Things are different in Greenville, where the public library’s director Dorothy J. Swain explained the fine rationale via email. While Swain stressed the library is “very amicable” to work out payment plans or even occasionally waive fines for those having difficulty paying fines, its board of trustees still saw a need for overdue charges.
“They felt there would be no incentive to return the materials,” Swain said. “They also felt that as a nonprofit public library this could affect our revenue stream.”
Fines, Garcia noted, have “unfortunately…been built into library budgets for decades and decades and decades.” But he also acknowledged that most of the revenue earmarked from fines would’ve never actually arrived.
Our board determined that they did not want the library to be fine free. They felt there would be no incentive to return the materials. They also felt that as a non-rofit public library this could affect our revenue stream.
– Dorothy J. Swain, director of Greenville Public Library
So how much do Rhode Island public libraries make in overdue fines? Poring over data collected by the State’s Office of Library and Information Services (OLIS) for fiscal year 2022: not much.
Take the Jesse M. Smith Memorial Library, which listed only “fines and fees” in the “Other” section of its operating revenue. This $7,328 windfall comprised but 1% of its operating revenue.

(Photo by Michael Salerno/Rhode Island Current)
Canned goods accepted
There are no immediate correlations between a library’s operating revenue and its fine-free status. The two libraries with the lowest revenue are both fine-free. Nor does municipal status encourage emancipation: Woonsocket and Harrisville both have municipal libraries that continue to charge fines. So does Middletown, but their library cheerfully confirmed that canned goods can be offered in exchange for overdue fines.
Garcia said eliminating fines involves “removing barriers but predicating part of your budget on people’s bad behavior.”
Speaking of bad behavior: When I returned my $6 worth of overdue manga to my home library Rogers Free in Bristol, I paid nothing.

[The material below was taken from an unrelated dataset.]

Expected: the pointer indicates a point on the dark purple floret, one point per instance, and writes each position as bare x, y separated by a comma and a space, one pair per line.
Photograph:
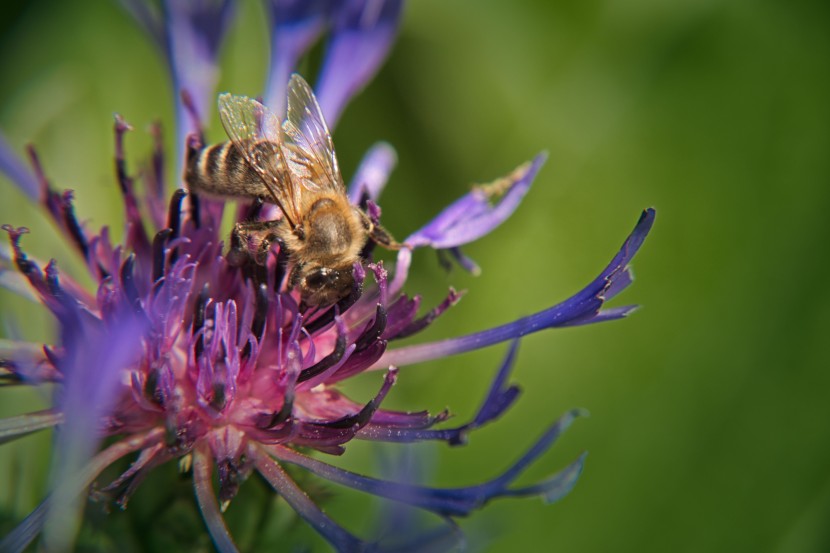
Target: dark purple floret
175, 354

Providence Community Libraries director Cheryl Space explained that fine free libraries will quietly collect and return overdue books loaned from other libraries, but “no money changes hands,” she said. “[Fines] are never given back to the owning library. The only money that actually gets exchanged is if there’s a lost material.”
Garcia thought Rogers Free Library had forsaken fines “maybe 15 years ago.” No one currently at Rogers Free has been working there that long, but Library Assistant Aradhana Mehta has been there long enough to confirm that the library’s fine policies have been in place for decades. Having done some investigating herself, Mehta arrived for an interview with a handwritten note that read “Ned Comstock.”
Comstock was the director of Rogers Free from 1973 to 1988 and, per a 1985 article in the Bristol Phoenix, “not a believer in fines.” An understatement, maybe: the same article describes one Bristol resident who had come in to return a book his sister had checked out 72 years earlier in 1913. In a move arguably way ahead of its time, Comstock waived the entire debt.
“I agreed readily that $562.50 was too big a fine,” Comstock was quoted.
A 2003 Phoenix article confirms that Comstock annihilated fines on kids’ books in his tenure, with coworker Claudine Fales quoted: “We wanted children…to read and be happy here. And to say, you owe 50 cents, that’s not right.”
Chatting in the children’s room at Rogers Free, Mehta said the library only charges for one thing now: printing. A few pennies to print your thoughts? Sounds fair. But a penny for someone’s else’s thoughts? One must admit the idea of not paying anything at all is too brilliant to dismiss.